Edito da Giuliano Lenni Blogger nel 2020 • Pagine: 134 • Compra su Amazon
Amerigo non avrebbe mai dimenticato il periodo di servizio militare donato alla patria. Il ricordo lo avrebbe accompagnato per il resto della sua vita. Dal primo giorno di addestramento fino al giorno del congedo, passando attraverso periodi trascorsi tra gioie e amore, tra compagni sinceri e giorni spensierati ma anche tra cattive compagnie, crimini e straordinarie bugie. E un segreto da tener dentro fino alla morte. "Colui al quale confidate il vostro segreto, diventa padrone della vostra libertà." François de La Rochefoucauld

Le raccomandazioni di suo padre erano state come sempre incisive, quelle della madre premurose. Da loro un monito, a non correre troppo in autostrada, al suo accompagnatore, Nat, pronto ed efficiente come sempre. Già, Nat. Suo padre lo chiamò Natalino poiché era nato durante un nevoso 24 dicembre, ma da quel momento aveva assunto il nomignolo di Nat, soprannome di cui andava fiero giacché gli ricordava i familiari ormai tutti deceduti. Una persona che parlava poco ed in maniera sintetica, temprato da un’esistenza dura e difficile in cui aveva imparato a fidarsi di poche persone e a tenere lontane le carezze. Un personaggio duro ma ad Amerigo molto caro perché, oltre ad essere un buon amico di famiglia, gli aveva insegnato a sparare con la carabina e la pistola, oltre ad avviarlo ai rudimenti della difesa personale. Nat era un sottufficiale dei paracadutisti che aveva effettuato varie esperienze militari in missioni di pace in giro per il mondo e da qualche anno si era concentrato sulla difficile situazione dei Balcani, dove tuttora operava come responsabile della sicurezza di un aeroporto strategico. Nat era un mito, per il ventenne Amerigo, così forte e determinato. Quando seppe che Amerigo aveva espresso il desiderio di compiere il servizio militare come ufficiale dell’esercito, nei reparti speciali, lui si offrì di aiutarlo, confortato dai suoi familiari che speravano in un possibile lavoro sicuro per il proprio figlio.

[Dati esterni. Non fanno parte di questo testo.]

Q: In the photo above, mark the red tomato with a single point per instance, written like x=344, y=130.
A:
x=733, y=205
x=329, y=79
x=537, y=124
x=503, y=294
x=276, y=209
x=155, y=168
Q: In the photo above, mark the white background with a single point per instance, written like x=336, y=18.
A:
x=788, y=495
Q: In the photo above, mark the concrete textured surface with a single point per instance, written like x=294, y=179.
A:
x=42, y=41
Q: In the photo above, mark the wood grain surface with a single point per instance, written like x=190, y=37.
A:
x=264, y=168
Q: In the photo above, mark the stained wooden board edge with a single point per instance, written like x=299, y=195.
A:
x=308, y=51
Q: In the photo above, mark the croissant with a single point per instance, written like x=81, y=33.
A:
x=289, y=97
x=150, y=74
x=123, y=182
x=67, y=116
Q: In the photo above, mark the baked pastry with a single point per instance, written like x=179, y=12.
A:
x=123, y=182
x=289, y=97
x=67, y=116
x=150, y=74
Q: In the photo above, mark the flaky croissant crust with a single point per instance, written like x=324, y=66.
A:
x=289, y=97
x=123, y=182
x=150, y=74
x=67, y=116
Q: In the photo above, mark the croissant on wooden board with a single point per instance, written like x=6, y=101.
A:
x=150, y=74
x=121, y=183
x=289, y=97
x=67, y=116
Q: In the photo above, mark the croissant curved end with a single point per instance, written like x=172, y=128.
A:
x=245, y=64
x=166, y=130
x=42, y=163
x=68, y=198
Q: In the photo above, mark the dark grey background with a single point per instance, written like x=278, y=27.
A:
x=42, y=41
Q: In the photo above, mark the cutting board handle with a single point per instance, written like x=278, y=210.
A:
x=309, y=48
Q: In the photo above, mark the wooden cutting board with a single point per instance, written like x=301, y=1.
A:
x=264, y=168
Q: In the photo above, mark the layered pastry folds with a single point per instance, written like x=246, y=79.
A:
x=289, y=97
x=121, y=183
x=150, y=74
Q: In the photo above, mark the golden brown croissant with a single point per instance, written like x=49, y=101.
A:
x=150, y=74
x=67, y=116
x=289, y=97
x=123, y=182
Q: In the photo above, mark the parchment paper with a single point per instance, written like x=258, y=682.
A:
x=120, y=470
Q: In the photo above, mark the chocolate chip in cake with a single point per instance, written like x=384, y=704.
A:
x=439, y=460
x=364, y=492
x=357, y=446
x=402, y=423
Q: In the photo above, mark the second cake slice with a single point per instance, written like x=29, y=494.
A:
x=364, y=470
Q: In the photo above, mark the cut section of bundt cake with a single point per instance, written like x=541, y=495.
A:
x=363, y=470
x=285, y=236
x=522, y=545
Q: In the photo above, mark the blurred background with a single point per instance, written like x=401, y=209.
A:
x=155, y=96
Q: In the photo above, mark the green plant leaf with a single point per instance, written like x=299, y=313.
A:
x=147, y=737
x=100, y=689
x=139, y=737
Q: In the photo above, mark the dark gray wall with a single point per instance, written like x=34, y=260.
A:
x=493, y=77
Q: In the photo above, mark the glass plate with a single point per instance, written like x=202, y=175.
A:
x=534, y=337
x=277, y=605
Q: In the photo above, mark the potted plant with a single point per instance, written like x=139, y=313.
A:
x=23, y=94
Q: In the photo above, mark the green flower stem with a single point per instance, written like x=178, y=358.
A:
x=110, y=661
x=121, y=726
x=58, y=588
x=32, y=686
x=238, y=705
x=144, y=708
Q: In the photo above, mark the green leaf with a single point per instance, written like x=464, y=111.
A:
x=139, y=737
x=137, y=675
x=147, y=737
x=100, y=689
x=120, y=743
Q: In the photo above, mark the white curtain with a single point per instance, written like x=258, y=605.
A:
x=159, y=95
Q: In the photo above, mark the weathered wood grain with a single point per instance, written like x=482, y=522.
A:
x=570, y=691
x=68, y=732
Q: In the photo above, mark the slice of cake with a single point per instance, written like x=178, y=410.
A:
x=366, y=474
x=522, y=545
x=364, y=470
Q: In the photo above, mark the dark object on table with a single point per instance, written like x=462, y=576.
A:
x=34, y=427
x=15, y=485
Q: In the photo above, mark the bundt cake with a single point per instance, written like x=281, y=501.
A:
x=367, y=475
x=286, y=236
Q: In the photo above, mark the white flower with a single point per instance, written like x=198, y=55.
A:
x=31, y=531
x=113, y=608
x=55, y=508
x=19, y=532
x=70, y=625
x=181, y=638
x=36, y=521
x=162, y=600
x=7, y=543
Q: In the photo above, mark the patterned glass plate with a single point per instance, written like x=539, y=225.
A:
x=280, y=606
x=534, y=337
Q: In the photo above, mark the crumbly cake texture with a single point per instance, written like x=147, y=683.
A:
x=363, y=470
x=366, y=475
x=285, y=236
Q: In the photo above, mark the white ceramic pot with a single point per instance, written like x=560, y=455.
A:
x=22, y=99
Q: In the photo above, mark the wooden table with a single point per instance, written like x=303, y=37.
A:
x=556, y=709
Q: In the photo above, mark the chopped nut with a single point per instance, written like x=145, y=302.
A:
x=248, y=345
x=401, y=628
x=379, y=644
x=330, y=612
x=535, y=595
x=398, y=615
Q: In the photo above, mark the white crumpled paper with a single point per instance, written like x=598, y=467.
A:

Non del tutto conscio Amerigo si allungò nello spazioso sedile posteriore della grande Mercedes familiare e si risvegliò al casello autostradale di Bologna, alle porte della colta città emiliana.
La caserma era immersa nel verde e, quando arrivarono, il futuro sottotenente capì che ormai non c’era più niente da fare, doveva raggiungere gli altri per le prime operazioni di routine. Un breve saluto al suo accompagnatore e via, nell’aula adibita alla ricezione.
Qui incontrò varia umanità, dal perenne preoccupato allo sbruffone, tutti incerti su quello che sarebbe capitato loro di lì a poco. Appena furono un numero sufficiente per formare un plotone, uno “sten istruttore” (sten è un diminutivo che sta per sottotenente) cominciò ad urlare loro contro non si sa bene per quale motivo; dopo l’avrebbero capito, era il primo impatto con la disciplina militare! Del resto della giornata non ricordò molto, solo confusione, frastuono e voci dal tono altissimo che appartenevano agli sten che già provavano ad “inquadrarli”. La sera, sfiniti, Amerigo e gli altri si addormentarono nelle brande delle grandi camerate adibite ad ospitarli per cinque lunghi mesi.
L’organizzazione della camerata era semplice e intuitiva e ogni posto letto e gli accessori erano contrassegnati con un numero identificativo (il suo era il 5301 che stava per quinto piano, terza stanza, posto numero uno).
La camerata era una lunga stanza rettangolare ai cui lati maggiori erano disposte due file di letti, accanto ad ognuno un armadio a due ante e, ai piedi del letto, un grande comodino per le scarpe, gli anfibi e un cassetto per riporre il materiale per la pulizia delle calzature.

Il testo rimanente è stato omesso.